Replacing cell value assignment loops with single array assignments in VBA

If you’re shifting large amounts of data around between VBA variables and Excel worksheets, there are substantial performance gains that can be achieved by making relatively straightforward changes to your VBA, especially if you’re faced with code similar to the following:

Dim i, j, columns, rows As Integer
columns = 50
rows = 50

For i = 1 To columns
    For j = 1 To rows
        Sheets("RandomValues").Cells(j, i).Value = Rnd
    Next j
Next i

If the intention is to simply move data from VBA to a worksheet in a single, atomic operation, the very first (and simplest) performance optimization is to switch off automatic recalculation before entering the loop:

Dim i, j, columns, rows As Integer
columns = 50
rows = 50

Application.Calculation = xlManual

For i = 1 To columns
    For j = 1 To rows
        Sheets("RandomValues").Cells(j, i).Value = Rnd
    Next j
Next i

Application.Calculation = xlCalculationAutomatic

In the above case of generating 2,500 (in this case, random) values in VBA and writing them out to the RandomValues sheet, switching off automatic recalculation reduced the mean runtime over five runs from 35.22s (standard deviation [SD] = 0.367s) to 0.270s (SD = 0.010s), a performance improvement of just over two orders of magnitude.

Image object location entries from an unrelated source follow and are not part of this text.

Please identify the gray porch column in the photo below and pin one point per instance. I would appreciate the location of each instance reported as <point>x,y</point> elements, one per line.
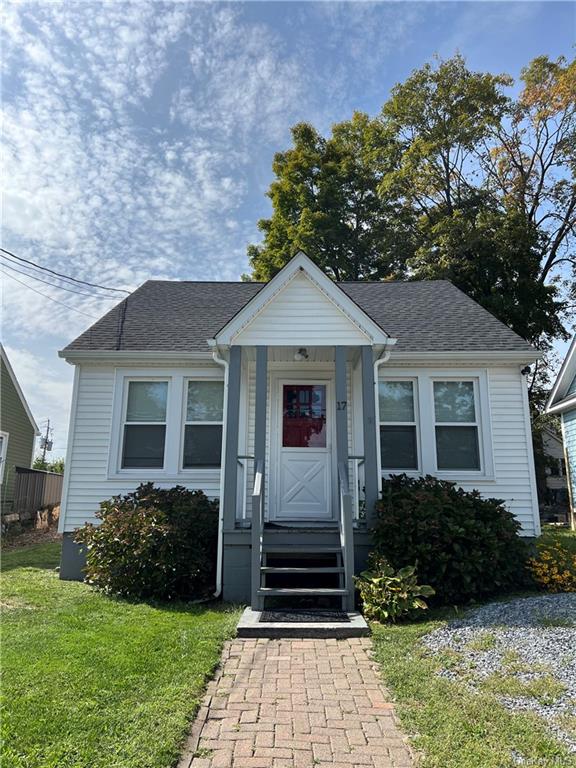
<point>259,461</point>
<point>230,490</point>
<point>373,481</point>
<point>342,406</point>
<point>260,394</point>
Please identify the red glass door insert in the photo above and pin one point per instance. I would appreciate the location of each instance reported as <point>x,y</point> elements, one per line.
<point>304,416</point>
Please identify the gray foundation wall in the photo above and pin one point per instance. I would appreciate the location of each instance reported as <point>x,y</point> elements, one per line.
<point>72,559</point>
<point>236,556</point>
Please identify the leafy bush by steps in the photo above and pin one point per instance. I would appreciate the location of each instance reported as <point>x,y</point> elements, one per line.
<point>153,543</point>
<point>465,546</point>
<point>388,595</point>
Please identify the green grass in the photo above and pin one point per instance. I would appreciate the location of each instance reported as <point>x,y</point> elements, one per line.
<point>94,682</point>
<point>451,725</point>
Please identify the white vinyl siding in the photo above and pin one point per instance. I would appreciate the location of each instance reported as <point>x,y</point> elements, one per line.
<point>301,314</point>
<point>509,442</point>
<point>88,481</point>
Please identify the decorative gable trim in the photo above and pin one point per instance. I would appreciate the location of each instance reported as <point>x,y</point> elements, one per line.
<point>560,397</point>
<point>301,264</point>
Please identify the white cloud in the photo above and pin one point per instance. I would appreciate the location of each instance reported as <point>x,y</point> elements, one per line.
<point>48,391</point>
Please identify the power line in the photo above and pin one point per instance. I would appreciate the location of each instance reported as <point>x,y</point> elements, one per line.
<point>45,295</point>
<point>60,274</point>
<point>8,265</point>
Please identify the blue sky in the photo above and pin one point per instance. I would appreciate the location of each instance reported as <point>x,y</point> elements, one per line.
<point>138,137</point>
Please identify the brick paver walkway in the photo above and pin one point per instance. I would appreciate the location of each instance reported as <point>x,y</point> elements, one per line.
<point>296,704</point>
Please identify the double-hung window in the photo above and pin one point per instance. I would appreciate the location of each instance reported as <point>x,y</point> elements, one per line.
<point>398,433</point>
<point>144,428</point>
<point>203,424</point>
<point>456,425</point>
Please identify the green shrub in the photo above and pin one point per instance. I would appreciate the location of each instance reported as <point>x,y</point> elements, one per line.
<point>465,546</point>
<point>153,543</point>
<point>387,594</point>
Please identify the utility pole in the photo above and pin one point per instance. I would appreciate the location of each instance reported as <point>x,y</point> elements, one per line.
<point>45,442</point>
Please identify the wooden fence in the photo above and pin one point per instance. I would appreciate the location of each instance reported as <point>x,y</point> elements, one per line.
<point>35,491</point>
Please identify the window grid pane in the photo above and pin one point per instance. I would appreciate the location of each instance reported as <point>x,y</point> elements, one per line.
<point>143,446</point>
<point>202,446</point>
<point>205,401</point>
<point>398,447</point>
<point>147,401</point>
<point>454,402</point>
<point>457,448</point>
<point>396,401</point>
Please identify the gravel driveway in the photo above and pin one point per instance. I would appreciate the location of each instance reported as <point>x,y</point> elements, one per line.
<point>524,651</point>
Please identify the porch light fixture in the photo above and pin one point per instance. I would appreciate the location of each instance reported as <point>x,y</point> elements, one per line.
<point>302,354</point>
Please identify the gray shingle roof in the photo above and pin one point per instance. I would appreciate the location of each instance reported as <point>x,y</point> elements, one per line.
<point>425,316</point>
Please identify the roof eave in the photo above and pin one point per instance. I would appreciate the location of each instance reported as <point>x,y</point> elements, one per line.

But what happens if we increase the number of values to, say, 250,000 in a 500×500 grid? In this case, even with automatic recalculation switched off, we see the runtime of the above code increasing roughly linearly back up to 26.62s (SD = 0.317s). The major bottleneck has now shifted to the cell value assignment, which is being called 250,000 times in the inner loop. The easiest way to alleviate this is to assign the values to an array in the inner loop, then assign the array directly to the desired range:

Option Base 1

Dim i, j, columns, rows As Integer
Dim values() As Double
columns = 500
rows = 500

Application.Calculation = xlManual

ReDim values(rows, columns)

For i = 1 To columns
    For j = 1 To rows
        values(j, i) = Rnd
    Next j
Next i

With Sheets("RandomValues")
    .Range(.Cells(1, 1), .Cells(rows, columns)).Value = values
End With

Application.Calculation = xlCalculationAutomatic

This once again gives us a performance improvement in excess of two orders of magnitude relative to the manual calculation single-cell assignment loop. With 100x more values than in the first two examples, the runtime dropped back down to 0.138s (SD = 0.004s). Since the VBA is no longer interacting with the worksheet in the inner loop, we could actually leave automatic recalculation on in this final example, although there is still a slight performance hit relative to switching on manual recalculation: leaving automatic recalculation on increased the runtime to 0.163s (SD = 0.004s).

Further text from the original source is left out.